These rare and beautiful vases feature striking celadon ‘claire de lune’ Qianlong porcelain with stylised archaic kui dragon handles, while the sumptuous rocaille mounts can be attributed to Jean-Claude Chambellan Duplessis, one of the most innovative and artistic bronziers of the reign of Louis XV.
Three other pairs of similar porcelain vases are recorded:
-a pair with green celadon bodies was sold at Thierry de Maigret, Hôtel Drouot, Paris, 02 December 2011, lot 183.
-one with unusual purple glaze and probably formerly in the collection of Jean-Baptiste de Machault d’Arnouville (1701-1794), was sold at Christie’s, London, 9 July 2015, lot 22.
A plaster model of the same shape exists in the Sèvres archives and it has been suggested that Jean-Baptiste de Machault d’Arnouville who oversaw the royal porcelain factory from 1745-1754, might have asked Sèvres to take a cast from his purple vases (which have mounts attributed to Duplessis, chief designer and sculptor at the factory) to create versions at Sèvres of ‘Chinese’ porcelain.
-and another in the Sigismond Bardac Collection, sold at the Galerie Georges Petit in Paris, 10-11 May 1920, lot 48, possibly the present pair. The entry describes the pair as: Deux gourdes en ancien céladon gris lavande de la Chine. Base et collerette de forme contournée, en bronze ciselé et doré, composées de rocaille et moulures du temps de Louis XV; without photography.
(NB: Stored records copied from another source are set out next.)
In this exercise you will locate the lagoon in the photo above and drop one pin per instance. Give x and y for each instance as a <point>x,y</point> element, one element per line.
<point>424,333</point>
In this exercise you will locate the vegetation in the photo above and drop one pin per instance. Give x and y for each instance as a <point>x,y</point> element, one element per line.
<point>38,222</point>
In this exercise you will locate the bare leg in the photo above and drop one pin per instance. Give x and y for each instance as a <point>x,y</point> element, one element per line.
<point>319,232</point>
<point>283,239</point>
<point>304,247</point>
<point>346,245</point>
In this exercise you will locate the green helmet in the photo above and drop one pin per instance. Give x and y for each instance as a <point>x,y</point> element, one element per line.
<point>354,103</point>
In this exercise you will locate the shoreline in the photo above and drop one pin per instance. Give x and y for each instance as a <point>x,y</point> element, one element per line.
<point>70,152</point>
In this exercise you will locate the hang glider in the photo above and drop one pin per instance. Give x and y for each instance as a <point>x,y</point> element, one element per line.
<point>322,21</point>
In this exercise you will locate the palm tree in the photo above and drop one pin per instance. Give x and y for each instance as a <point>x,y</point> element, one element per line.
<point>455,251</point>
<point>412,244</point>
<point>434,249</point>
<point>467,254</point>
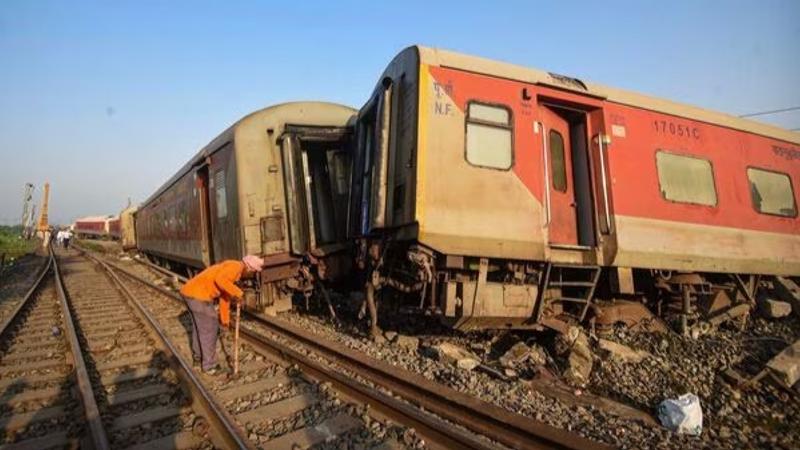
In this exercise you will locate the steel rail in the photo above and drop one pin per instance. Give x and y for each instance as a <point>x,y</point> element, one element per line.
<point>99,438</point>
<point>226,433</point>
<point>25,299</point>
<point>497,424</point>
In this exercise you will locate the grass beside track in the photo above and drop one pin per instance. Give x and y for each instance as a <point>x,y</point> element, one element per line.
<point>12,245</point>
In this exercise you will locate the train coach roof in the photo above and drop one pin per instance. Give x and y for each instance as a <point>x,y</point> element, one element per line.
<point>225,136</point>
<point>446,58</point>
<point>94,218</point>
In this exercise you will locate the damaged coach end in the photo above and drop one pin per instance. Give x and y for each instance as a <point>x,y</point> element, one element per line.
<point>269,185</point>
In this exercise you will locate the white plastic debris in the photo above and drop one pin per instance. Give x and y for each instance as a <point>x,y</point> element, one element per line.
<point>682,415</point>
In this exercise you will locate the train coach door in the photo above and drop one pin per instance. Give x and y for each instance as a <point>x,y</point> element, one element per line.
<point>201,189</point>
<point>568,197</point>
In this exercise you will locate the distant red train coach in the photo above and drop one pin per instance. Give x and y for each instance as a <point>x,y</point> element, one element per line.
<point>97,227</point>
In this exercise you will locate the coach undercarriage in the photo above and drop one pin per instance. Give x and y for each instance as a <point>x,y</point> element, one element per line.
<point>470,293</point>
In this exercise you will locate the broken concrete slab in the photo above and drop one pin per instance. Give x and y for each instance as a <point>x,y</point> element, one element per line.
<point>785,366</point>
<point>622,353</point>
<point>580,359</point>
<point>456,355</point>
<point>517,354</point>
<point>774,309</point>
<point>390,335</point>
<point>788,291</point>
<point>633,315</point>
<point>521,353</point>
<point>407,342</point>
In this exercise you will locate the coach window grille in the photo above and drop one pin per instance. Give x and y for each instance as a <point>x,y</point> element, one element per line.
<point>489,136</point>
<point>559,164</point>
<point>771,192</point>
<point>686,179</point>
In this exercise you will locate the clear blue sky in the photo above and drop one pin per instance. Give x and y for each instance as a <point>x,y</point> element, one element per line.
<point>106,101</point>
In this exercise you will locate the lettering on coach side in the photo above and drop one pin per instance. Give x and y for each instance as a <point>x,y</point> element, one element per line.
<point>786,152</point>
<point>676,129</point>
<point>442,107</point>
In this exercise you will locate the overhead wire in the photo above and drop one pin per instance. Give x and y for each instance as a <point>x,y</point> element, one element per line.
<point>773,111</point>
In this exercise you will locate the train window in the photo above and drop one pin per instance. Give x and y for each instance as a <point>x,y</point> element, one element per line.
<point>771,192</point>
<point>686,179</point>
<point>222,197</point>
<point>489,136</point>
<point>558,164</point>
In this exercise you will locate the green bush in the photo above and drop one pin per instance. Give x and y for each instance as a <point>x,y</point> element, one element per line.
<point>12,245</point>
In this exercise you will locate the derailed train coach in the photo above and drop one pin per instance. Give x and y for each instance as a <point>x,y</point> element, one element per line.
<point>268,185</point>
<point>496,195</point>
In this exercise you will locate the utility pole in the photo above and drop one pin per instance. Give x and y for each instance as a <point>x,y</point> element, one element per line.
<point>26,205</point>
<point>29,223</point>
<point>43,226</point>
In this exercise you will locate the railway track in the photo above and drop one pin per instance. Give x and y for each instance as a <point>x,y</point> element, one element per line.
<point>443,417</point>
<point>38,404</point>
<point>81,369</point>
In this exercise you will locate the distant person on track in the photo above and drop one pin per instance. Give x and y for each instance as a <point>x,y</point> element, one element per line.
<point>215,285</point>
<point>63,238</point>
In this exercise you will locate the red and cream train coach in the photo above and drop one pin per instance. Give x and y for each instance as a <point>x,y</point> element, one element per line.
<point>505,196</point>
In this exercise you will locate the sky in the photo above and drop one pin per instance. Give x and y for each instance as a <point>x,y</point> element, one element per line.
<point>106,100</point>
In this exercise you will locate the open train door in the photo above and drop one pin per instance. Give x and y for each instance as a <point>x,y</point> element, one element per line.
<point>201,191</point>
<point>569,206</point>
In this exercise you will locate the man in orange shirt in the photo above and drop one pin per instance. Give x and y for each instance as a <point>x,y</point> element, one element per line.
<point>216,283</point>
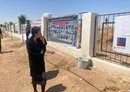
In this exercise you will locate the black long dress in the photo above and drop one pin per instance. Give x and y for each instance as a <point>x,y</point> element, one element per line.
<point>36,59</point>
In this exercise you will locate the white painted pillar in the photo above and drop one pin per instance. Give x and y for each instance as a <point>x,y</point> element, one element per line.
<point>88,29</point>
<point>44,26</point>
THE ATTRIBUTION OF THE MOUNTS TO DUPLESSIS
The tightly controlled fluidity of the ‘rocaille symmetrisé’ displayed by the beautifully chased mounts of these vases point to the oeuvre of Jean-Claude Chambellan Duplessis (1699-1774), a presiding artistic genius of the Louis XV period who was not only orfèvre du roi but also artistic director of the Vincennes and Sèvres porcelain factories. Interestingly, one of the few examples of work in gilt-bronze that can be securely attributed to him is an extraordinary pair of braziers, commissioned as a diplomatic gift to the Turkish Ambassador by Machault d’Arnouville (one of which is now in the Topkapi Museum, Instanbul). The tight control of the symmetrical scrolls on these mounts is typical of the ornamental vocabulary Duplessis developed at Vincennes and Sèvres, and bases with scrolling feet joined by a central foliate motif are frequently seen on the vases produced there from circa 1755-1765, such as on the famous vase ‘pot pourri à vaisseau’ or the vase ‘à la tête d’éléphant’ (R. Savill, The Wallace Collection Catalogue of Sèvres Porcelain: Vases, London, 1988, vol. II, pp. 166 and 194). Other gilt-bronze bases attributed to Duplessis of similarly symmetrical rocaille form include that on a Chinese bamboo-form porcelain vase in the Royal Collection and the base for a bronze group also by Duplessis in the Wallace Collection (G. Sadde, 'Jean-Claude Duplessis, La Liberté du Style Rocaille', L'Estampille L'Objet d'Art, no. 392, June 2004, pp. 46 and 51).
FELIX DOISTAU (1846-1936)
These vases were once part of the renown collection of Félix Doistau. Son of a distiller and himself a liqueur manufacturer from 1873 he amassed an import Art collection and became a generous benefactor of the Louvre. From 1903 he loaned Islamic Works of Art, a collection of miniature and gold boxes and Medieval Art to the Museum and in 1909 donated his collection 169 miniatures together with Medieval Limoges enamels, and other Kunstkammer objects.
A passionate collector he also donated to other Parisian Museum such as the Musées Guimet, Carnavalet Arts Décoratifs and château d’Azay-le-Rideau. He subsequently became Vice-President of the Société des Amis du Louvres.
He also loaned works of art to major exhibitions across many other fields such as in the Paris Exposition Universelle of 1900 and the one in Turin in 1911. Many of his ormolu-mounted Chinese porcelain pieces were included in the important 1911 exhibition at the Musée des Arts Décoratifs La Chinoiserie en Europe au XVIIIe siècle.